Thanks for reporting this. I can reproduce the issue for the RRT_TRT_TRR design. We’ll look into it.

Regarding your second question then will also look into improving the documention. Meanwhile, the simplest solution might be for you to browse the returned structs in the variable explorer window in VSCode. Then you can hopefully find the fields you are interested in.

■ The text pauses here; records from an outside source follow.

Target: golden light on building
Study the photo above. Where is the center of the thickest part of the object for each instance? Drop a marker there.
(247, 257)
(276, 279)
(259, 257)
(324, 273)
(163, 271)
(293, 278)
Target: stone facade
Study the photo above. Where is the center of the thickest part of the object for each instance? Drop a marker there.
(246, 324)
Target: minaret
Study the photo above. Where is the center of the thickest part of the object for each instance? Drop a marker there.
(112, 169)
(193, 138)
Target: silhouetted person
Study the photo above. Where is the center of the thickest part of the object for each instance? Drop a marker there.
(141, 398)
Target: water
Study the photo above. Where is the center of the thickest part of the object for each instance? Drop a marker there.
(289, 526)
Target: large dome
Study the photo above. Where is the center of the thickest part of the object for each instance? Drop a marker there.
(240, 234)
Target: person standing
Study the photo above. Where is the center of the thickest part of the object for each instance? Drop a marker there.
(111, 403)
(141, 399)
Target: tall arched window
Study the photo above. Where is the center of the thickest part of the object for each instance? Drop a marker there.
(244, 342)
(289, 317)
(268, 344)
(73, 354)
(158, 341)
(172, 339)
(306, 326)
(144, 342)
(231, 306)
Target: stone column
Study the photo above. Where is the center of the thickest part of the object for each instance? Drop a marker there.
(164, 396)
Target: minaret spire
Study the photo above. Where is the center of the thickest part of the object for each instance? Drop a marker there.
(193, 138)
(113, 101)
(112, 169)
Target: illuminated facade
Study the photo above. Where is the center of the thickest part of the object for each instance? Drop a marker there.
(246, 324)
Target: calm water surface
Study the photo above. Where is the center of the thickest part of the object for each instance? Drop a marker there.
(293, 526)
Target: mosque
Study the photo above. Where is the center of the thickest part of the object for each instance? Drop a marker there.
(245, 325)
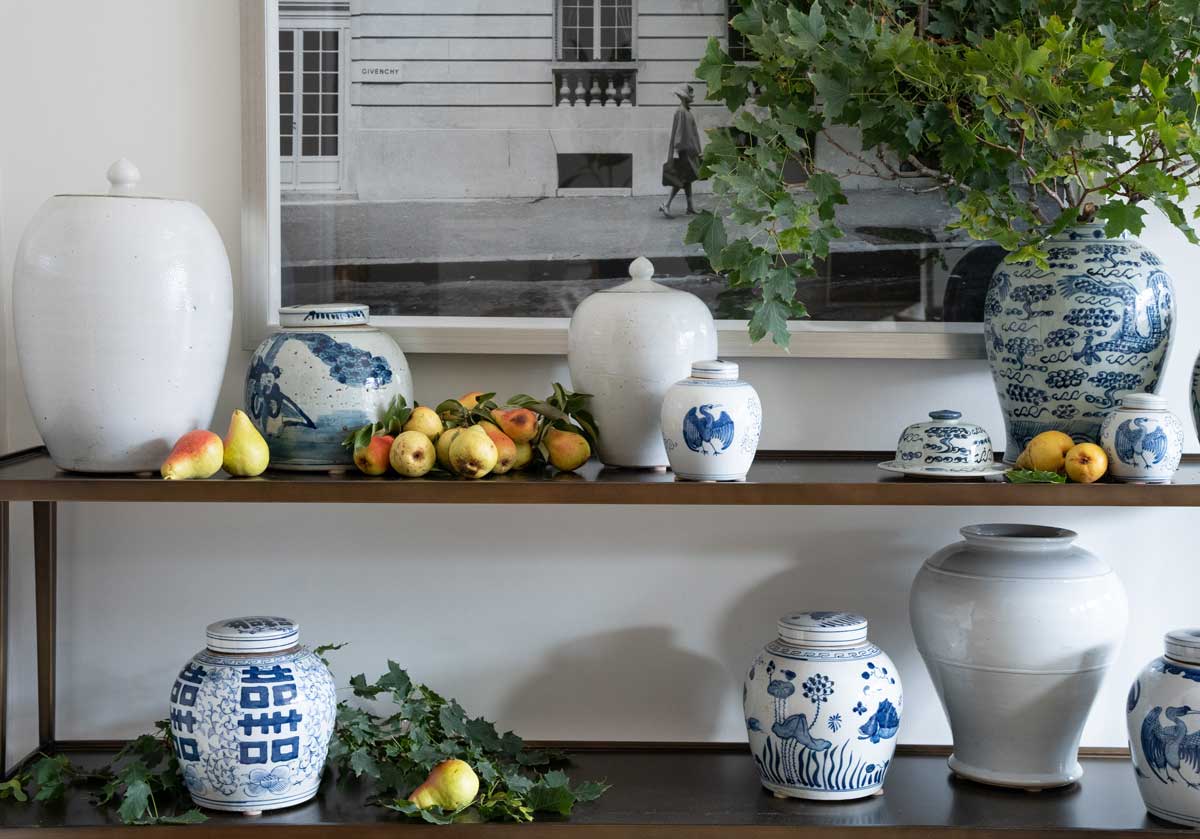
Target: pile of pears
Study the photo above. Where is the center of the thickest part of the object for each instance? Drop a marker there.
(469, 437)
(202, 454)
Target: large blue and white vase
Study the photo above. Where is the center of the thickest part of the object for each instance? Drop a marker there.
(822, 707)
(1163, 718)
(251, 717)
(323, 375)
(711, 423)
(1066, 341)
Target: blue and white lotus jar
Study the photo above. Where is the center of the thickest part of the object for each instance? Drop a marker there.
(822, 707)
(324, 373)
(251, 717)
(1066, 341)
(711, 423)
(1143, 439)
(1163, 717)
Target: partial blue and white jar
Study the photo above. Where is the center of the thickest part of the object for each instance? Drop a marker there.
(1143, 439)
(1163, 718)
(711, 423)
(323, 375)
(822, 706)
(1066, 341)
(946, 443)
(251, 717)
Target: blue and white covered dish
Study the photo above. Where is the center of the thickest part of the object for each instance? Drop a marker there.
(822, 707)
(251, 717)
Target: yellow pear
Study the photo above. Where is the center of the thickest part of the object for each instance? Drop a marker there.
(473, 454)
(412, 454)
(451, 785)
(425, 420)
(245, 450)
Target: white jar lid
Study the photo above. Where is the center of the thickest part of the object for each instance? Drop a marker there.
(256, 634)
(715, 370)
(1183, 645)
(827, 629)
(1144, 401)
(325, 315)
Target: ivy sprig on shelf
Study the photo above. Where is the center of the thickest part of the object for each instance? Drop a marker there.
(143, 781)
(396, 749)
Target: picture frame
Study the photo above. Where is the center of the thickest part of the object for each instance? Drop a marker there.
(262, 263)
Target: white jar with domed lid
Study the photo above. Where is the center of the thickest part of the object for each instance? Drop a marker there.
(822, 707)
(711, 423)
(123, 310)
(625, 347)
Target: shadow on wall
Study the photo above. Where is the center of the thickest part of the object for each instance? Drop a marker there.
(633, 681)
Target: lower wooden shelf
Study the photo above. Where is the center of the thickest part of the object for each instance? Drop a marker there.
(702, 792)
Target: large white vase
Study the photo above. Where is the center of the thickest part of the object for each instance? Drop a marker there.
(123, 307)
(1018, 627)
(627, 346)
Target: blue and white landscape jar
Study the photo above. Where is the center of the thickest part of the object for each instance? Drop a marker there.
(822, 707)
(711, 424)
(1143, 439)
(946, 443)
(1066, 341)
(323, 375)
(1163, 718)
(251, 717)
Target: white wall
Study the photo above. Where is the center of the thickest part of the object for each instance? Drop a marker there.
(561, 622)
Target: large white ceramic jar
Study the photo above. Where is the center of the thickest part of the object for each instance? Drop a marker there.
(251, 717)
(1143, 439)
(123, 309)
(625, 347)
(711, 423)
(324, 373)
(1163, 717)
(1017, 627)
(822, 707)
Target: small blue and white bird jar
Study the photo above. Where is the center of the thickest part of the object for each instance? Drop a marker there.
(251, 717)
(822, 707)
(1163, 718)
(711, 423)
(1143, 439)
(323, 375)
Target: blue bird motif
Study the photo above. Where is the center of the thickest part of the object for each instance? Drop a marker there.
(1168, 747)
(701, 430)
(1132, 441)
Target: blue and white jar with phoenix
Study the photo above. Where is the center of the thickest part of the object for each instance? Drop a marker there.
(822, 708)
(1067, 340)
(711, 423)
(323, 375)
(251, 717)
(1163, 718)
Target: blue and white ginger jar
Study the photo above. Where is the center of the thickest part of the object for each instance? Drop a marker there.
(947, 444)
(1163, 718)
(711, 423)
(1065, 342)
(251, 717)
(1143, 439)
(822, 707)
(323, 375)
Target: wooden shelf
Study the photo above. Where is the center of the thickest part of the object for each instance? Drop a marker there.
(706, 792)
(775, 479)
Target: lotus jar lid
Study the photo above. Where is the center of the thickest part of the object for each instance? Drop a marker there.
(256, 634)
(1144, 401)
(325, 315)
(829, 629)
(715, 370)
(1183, 645)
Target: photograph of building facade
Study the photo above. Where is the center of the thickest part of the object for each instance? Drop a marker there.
(514, 149)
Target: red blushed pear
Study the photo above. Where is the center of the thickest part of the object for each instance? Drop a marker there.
(372, 457)
(197, 454)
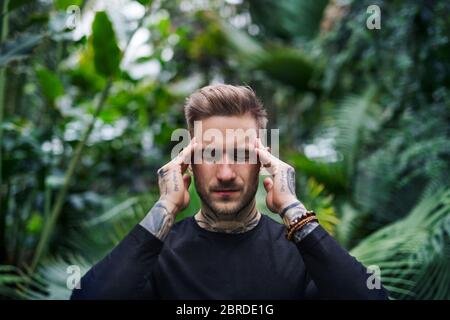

Hi @donaldlee3, thanks for reporting the issue.
I wanted to add that the FDA_NarrowTherapeuticIndex criteria includes the WithinSubjectVariabilityRatio criterion which is only applicable for fully replicated crossover designs. For NTI, partially replicated designs are not accepted as one cannot estimate the within subject variability of the test reference to assess the ratio. For designs such as RRT|RTR|TRR using the FDA will apply the criteria for non-NTI which include when applicable reference scaling for highly variable drugs.

In terms of accessing the result of the assessment, we will update the documentation.
Using,

assessment = assess_be(FDA, result)

Allows to examine each criterion.

assessment.criteria # provides a vector of each criterion

Through

assessment.results

It provides a BitMatrix where each row is a comparison (e.g. R|T, R|S) and the columns are indicators on whether passed the criterion.